Lithium protects against spinal cord injury in rats: role of nitric oxide.


PMID 24202963

Abstract

Lithium improves locomotor scores after spinal cord injury (SCI) in rats. However, the underlying mechanisms are unknown. Herein, we assess the role of nitric oxide (NO) in this action. The first set of experiments were performed to determine a dose of lithium that effectively improves locomotor scores in rats with SCI. Therefore, rats received different doses of lithium chloride (1, 4, 10, and 20 mg/kg intraperitoneally) or saline 1 hour before SCI. In the next step, the role of NO in the effect of lithium on SCI was investigated.
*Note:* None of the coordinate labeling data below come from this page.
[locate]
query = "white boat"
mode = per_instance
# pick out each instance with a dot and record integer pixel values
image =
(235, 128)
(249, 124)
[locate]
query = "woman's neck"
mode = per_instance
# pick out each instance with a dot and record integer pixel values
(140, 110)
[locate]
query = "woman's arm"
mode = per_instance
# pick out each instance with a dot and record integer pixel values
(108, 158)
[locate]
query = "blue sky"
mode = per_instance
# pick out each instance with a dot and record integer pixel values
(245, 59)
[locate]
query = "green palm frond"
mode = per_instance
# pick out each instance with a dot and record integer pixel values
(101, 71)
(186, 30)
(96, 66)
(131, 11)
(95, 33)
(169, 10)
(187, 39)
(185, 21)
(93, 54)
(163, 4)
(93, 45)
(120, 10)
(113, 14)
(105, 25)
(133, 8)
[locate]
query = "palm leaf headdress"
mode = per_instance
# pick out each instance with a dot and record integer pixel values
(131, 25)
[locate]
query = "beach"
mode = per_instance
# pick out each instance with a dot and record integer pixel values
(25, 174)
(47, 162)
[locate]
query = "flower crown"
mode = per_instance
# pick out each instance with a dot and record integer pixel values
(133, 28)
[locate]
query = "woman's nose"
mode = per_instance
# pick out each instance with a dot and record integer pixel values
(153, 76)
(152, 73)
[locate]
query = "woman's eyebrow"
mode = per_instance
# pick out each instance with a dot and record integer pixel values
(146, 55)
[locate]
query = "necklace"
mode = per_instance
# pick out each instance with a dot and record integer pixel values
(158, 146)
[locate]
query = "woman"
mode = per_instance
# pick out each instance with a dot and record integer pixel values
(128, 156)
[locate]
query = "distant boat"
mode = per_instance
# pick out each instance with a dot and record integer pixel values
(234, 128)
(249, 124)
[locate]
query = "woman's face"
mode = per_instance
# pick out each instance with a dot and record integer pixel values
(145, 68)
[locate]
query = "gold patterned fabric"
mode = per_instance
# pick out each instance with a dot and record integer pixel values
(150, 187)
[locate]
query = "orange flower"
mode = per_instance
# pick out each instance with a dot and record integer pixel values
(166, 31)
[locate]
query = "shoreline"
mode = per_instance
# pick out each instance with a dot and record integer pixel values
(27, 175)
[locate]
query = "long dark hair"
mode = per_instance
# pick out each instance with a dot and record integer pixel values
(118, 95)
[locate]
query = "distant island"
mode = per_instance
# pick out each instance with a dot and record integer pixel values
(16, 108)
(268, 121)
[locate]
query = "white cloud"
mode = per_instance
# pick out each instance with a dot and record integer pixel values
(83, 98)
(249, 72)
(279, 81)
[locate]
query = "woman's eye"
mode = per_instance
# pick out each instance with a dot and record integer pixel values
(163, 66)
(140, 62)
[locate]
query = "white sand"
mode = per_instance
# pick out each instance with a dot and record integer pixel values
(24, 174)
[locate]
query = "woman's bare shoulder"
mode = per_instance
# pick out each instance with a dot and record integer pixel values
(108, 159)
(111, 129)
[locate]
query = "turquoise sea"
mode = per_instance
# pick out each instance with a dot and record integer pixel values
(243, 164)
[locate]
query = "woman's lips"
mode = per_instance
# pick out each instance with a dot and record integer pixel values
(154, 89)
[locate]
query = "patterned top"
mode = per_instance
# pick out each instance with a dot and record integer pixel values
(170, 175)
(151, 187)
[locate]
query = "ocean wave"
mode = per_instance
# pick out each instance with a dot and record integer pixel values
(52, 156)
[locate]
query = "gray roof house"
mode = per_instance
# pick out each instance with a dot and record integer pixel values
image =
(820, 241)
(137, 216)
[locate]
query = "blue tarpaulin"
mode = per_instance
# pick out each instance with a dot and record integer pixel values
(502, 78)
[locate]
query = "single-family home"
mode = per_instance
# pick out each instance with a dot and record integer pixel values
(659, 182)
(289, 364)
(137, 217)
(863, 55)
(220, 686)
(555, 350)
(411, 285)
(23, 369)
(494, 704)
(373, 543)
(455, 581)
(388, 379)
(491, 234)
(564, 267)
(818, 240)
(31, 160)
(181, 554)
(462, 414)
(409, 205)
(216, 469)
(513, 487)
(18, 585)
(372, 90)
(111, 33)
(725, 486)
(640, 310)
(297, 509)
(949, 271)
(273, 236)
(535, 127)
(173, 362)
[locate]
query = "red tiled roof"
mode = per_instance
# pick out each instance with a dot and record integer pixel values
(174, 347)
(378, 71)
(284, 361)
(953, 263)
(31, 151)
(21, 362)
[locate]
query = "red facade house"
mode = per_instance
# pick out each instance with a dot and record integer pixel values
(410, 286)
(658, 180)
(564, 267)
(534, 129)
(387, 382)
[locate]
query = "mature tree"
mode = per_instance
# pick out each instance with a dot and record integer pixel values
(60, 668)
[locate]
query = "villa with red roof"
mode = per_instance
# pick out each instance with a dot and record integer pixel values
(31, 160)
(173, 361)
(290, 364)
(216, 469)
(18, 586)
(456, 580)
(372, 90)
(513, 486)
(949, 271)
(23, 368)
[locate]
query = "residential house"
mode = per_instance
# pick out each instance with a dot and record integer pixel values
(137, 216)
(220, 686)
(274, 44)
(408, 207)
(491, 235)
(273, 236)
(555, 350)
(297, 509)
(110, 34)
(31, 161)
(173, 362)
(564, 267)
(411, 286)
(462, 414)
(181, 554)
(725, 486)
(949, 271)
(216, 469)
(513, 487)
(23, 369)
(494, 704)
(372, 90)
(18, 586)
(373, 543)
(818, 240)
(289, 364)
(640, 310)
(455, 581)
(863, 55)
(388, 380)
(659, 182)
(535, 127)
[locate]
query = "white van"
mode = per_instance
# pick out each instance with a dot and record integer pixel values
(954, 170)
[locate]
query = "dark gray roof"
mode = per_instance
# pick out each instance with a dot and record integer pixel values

For this purpose, rats were co-treated with an effective dose of lithium (20 mg/kg 1 hour before SCI) and a noneffective dose of Nω-nitro-L-arginine methyl ester (L-NAME, a nonselective NO synthase inhibitor; 15 mg/kg intraperitoneally 30 minutes before SCI). SCI was induced by compressing the T9 spinal segment with an aneurysmal clip for 60 seconds in anesthetized rats. Locomotor scores were determined at 1, 3, 5, 7, 14, 21, and 28 days after SCI. Plasma lithium levels were measured 12 hours after SCI. Spinal histopathologies were examined 30 days after SCI. Lithium (20 mg/kg) significantly improved locomotor scores and decreased histopathologic spinal damage. l-NAME (15 mg/kg) reversed the beneficial effects of lithium. The 20-mg/kg dose of lithium resulted in a 0.68 ± 0.02 mEq/L plasma lithium concentration, which is lower than the therapeutic level in humans (0.8-1.2 mEq/L). Lithium protects against SCI through an NO-dependent mechanism.